Munim Shahriar

Personal information
- Full name: Munim Shahriar Jummon
- Born: 22 May 1998 (age 28) Mymensingh, Bangladesh
- Nickname: Munim / Jummon
- Batting: Right handed
- Bowling: Right Handed
- Role: Batsman

International information
- National side: Bangladesh (2022);
- T20I debut (cap 74): 3 March 2022 v Afghanistan
- Last T20I: 31 July 2022 v Zimbabwe
- T20I shirt no.: 96

Career statistics
| Competition | T20I | FC | LA | T20 |
| Matches | 5 | 4 | 43 | 34 |
| Runs scored | 34 | 143 | 832 | 662 |
| Batting average | 6.80 | 23.83 | 20.29 | 21.35 |
| 100s/50s | 0/0 | 0/2 | 0/3 | 0/4 |
| Top score | 17 | 59 | 88 | 92* |
| Catches/stumpings | 2/– | 1/- | 9/– | 5/– |
- Source: Cricinfo, 19 July 2025

= Munim Shahriar =

Bangladeshi cricketer (born 1998)

Munim Shahriar (born 22 May 1998) is a Bangladeshi cricketer.
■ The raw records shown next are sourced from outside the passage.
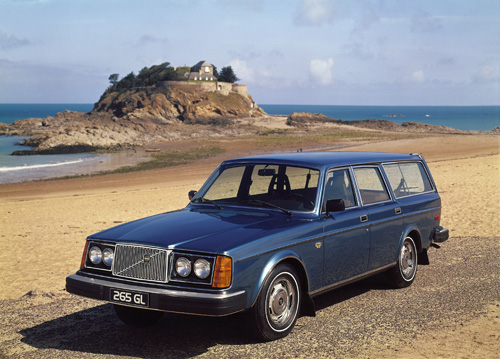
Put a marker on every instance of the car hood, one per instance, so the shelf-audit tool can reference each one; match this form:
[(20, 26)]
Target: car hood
[(204, 230)]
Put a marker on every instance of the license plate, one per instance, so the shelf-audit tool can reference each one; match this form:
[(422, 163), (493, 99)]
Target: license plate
[(129, 297)]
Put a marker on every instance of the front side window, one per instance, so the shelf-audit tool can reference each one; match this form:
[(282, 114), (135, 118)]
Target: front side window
[(370, 184), (289, 187), (408, 178)]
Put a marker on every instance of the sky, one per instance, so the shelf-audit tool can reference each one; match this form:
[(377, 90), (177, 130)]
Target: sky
[(317, 52)]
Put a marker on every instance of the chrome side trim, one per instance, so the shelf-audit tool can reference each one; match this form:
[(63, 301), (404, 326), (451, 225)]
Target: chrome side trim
[(352, 280), (315, 238)]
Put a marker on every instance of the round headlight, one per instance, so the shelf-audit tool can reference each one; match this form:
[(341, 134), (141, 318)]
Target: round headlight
[(107, 256), (183, 266), (202, 268), (95, 255)]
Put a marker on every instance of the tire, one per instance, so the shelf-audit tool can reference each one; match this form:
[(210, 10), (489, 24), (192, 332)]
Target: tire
[(277, 308), (403, 274), (137, 317)]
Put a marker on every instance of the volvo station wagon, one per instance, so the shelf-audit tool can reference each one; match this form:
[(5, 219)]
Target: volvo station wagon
[(266, 234)]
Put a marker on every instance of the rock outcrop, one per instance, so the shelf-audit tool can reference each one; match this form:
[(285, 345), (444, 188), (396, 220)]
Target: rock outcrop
[(133, 118)]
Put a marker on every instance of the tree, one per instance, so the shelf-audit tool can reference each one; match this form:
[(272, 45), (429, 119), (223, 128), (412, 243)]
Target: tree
[(113, 79), (227, 75)]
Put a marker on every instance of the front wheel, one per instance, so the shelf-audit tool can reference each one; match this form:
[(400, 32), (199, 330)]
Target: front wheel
[(137, 317), (403, 274), (276, 310)]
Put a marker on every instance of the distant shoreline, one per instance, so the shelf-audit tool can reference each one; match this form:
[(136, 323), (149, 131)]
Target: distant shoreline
[(475, 118)]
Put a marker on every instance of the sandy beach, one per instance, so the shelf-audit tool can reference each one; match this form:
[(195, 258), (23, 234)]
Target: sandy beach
[(44, 225)]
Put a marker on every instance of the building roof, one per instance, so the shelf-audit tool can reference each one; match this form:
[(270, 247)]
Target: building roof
[(199, 65)]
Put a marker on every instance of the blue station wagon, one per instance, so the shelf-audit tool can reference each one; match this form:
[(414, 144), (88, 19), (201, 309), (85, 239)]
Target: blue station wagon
[(264, 235)]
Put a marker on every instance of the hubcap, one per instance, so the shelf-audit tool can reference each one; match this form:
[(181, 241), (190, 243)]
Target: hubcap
[(281, 303)]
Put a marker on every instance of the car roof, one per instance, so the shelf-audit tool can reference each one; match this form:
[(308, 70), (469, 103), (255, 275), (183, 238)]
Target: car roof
[(326, 159)]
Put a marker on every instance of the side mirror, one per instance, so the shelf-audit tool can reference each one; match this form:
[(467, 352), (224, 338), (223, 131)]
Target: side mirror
[(191, 194), (335, 205)]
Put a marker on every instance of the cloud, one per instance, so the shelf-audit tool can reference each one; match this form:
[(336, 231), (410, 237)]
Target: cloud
[(320, 71), (314, 12), (424, 22), (488, 73), (242, 70), (150, 39), (260, 76), (417, 77), (10, 42)]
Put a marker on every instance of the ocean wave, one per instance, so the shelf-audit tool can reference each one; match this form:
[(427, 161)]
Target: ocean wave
[(38, 166)]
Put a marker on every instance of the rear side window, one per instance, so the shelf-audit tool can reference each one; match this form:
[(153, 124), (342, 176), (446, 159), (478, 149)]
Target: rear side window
[(407, 179), (370, 184)]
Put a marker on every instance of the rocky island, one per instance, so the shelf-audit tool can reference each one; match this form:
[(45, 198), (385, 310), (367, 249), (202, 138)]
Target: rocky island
[(163, 103)]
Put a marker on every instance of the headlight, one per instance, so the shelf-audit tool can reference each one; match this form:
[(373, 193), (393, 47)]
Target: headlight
[(107, 256), (95, 255), (202, 268), (183, 267)]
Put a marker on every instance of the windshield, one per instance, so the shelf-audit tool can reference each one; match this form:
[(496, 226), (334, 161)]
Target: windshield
[(286, 187)]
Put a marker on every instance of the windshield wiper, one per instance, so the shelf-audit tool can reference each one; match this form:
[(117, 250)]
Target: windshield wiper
[(204, 200), (266, 204)]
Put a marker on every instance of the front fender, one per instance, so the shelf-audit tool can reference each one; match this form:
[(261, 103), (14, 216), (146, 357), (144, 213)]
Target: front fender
[(271, 263)]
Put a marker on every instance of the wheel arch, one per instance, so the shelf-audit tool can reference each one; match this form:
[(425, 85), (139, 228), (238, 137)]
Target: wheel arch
[(294, 260), (414, 233)]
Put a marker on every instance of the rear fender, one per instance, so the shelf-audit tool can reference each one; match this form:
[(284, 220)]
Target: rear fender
[(416, 238)]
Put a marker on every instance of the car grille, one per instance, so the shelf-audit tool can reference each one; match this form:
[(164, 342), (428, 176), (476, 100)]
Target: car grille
[(145, 263)]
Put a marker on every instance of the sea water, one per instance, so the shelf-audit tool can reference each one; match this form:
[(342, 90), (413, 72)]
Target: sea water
[(478, 118), (24, 168)]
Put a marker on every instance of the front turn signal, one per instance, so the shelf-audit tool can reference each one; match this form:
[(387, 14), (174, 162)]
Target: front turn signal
[(222, 272)]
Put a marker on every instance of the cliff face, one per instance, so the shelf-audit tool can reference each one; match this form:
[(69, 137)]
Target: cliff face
[(134, 118), (177, 104)]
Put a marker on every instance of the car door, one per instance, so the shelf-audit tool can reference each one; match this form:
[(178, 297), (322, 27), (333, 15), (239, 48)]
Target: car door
[(384, 216), (346, 235)]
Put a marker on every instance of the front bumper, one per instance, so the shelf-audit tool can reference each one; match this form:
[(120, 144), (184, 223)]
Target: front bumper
[(196, 301)]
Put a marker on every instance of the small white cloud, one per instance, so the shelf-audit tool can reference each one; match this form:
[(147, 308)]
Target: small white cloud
[(488, 73), (320, 71), (417, 77), (314, 12), (10, 42), (242, 70), (424, 22)]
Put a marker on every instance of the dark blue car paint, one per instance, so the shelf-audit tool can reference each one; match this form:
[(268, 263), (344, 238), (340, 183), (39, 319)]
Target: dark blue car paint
[(327, 248)]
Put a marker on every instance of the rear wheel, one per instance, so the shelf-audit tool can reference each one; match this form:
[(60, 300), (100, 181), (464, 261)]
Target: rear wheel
[(137, 317), (403, 274), (277, 307)]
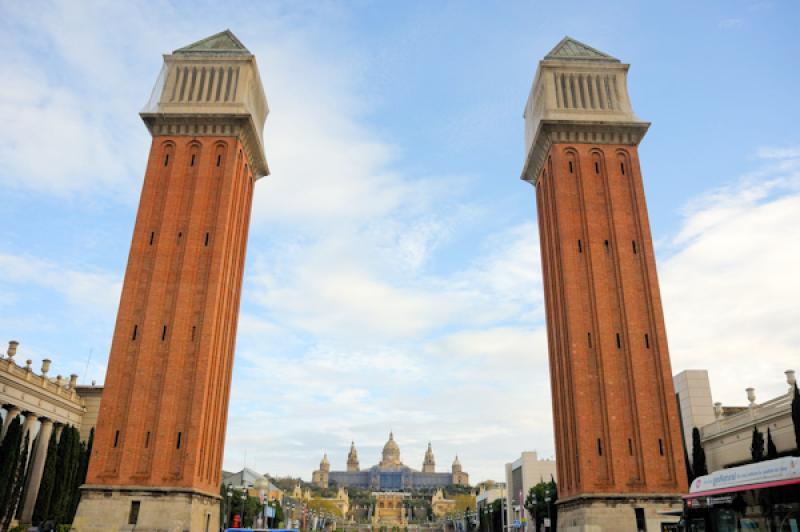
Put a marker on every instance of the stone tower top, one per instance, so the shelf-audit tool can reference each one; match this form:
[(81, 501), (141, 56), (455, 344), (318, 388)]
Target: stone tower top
[(211, 87), (579, 95), (429, 463)]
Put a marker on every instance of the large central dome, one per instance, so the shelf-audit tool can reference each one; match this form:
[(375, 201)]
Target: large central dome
[(391, 453)]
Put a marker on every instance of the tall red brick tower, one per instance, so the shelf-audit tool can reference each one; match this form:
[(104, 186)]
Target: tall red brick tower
[(618, 442), (157, 454)]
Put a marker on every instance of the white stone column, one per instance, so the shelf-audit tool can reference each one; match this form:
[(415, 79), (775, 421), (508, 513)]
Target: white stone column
[(13, 412), (37, 468), (27, 428)]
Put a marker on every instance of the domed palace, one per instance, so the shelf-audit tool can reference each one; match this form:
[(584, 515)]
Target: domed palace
[(390, 474)]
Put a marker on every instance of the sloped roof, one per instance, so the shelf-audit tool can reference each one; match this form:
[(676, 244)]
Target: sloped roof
[(245, 477), (224, 42), (570, 49)]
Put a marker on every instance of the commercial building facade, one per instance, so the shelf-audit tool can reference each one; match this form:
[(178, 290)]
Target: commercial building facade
[(726, 432), (521, 475)]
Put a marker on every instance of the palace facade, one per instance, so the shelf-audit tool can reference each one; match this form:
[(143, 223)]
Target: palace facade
[(390, 474)]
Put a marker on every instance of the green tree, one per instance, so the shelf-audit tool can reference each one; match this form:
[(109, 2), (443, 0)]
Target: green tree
[(699, 466), (18, 481), (689, 471), (80, 477), (537, 505), (41, 509), (66, 470), (796, 417), (9, 450), (757, 446), (772, 451)]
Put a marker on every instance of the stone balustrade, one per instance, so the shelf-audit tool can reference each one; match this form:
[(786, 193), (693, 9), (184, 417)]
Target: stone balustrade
[(46, 404)]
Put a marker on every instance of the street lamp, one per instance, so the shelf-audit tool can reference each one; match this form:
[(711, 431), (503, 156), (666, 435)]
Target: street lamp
[(547, 502)]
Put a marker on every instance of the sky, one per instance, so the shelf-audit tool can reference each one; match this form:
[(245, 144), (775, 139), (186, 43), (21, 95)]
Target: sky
[(393, 277)]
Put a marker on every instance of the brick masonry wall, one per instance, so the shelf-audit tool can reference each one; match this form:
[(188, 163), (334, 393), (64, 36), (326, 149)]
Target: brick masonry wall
[(164, 410)]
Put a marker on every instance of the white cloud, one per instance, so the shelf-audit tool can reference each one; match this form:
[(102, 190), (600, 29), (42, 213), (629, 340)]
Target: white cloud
[(94, 293), (730, 288)]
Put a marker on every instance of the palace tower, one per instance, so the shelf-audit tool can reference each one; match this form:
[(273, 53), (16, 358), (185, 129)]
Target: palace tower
[(157, 455), (618, 442)]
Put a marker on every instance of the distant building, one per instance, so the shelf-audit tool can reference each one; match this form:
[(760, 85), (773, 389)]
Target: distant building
[(46, 404), (390, 474), (488, 492), (247, 479), (726, 432), (389, 509), (521, 475)]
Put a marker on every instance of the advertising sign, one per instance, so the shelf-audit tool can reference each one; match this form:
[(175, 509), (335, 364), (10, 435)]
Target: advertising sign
[(787, 468)]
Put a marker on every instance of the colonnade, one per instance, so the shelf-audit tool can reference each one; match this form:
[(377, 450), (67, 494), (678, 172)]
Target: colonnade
[(36, 455)]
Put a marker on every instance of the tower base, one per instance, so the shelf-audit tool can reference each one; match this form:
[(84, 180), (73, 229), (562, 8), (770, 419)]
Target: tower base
[(114, 509), (617, 513)]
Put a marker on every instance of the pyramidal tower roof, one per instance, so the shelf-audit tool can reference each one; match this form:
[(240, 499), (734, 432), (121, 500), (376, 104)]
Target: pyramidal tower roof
[(570, 49), (224, 42)]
He made his international debut for the Bangladesh cricket team in March 2022.

==Career==
He made his List A debut for Gazi Group Cricketers in the 2016–17 Dhaka Premier Division Cricket League on 29 April 2017. He made his Twenty20 debut for Abahani Limited in the 2018–19 Dhaka Premier Division Twenty20 Cricket League on 25 February 2019. He made his first-class debut on 31 October 2021, for Dhaka Metropolis in the 2021–22 National Cricket League.

In February 2022, he was named in Bangladesh's Twenty20 International (T20I) squad for the series against Afghanistan, following his performance in the 2021–22 Bangladesh Premier League. He made his T20I debut on 3 March 2022, against Afghanistan.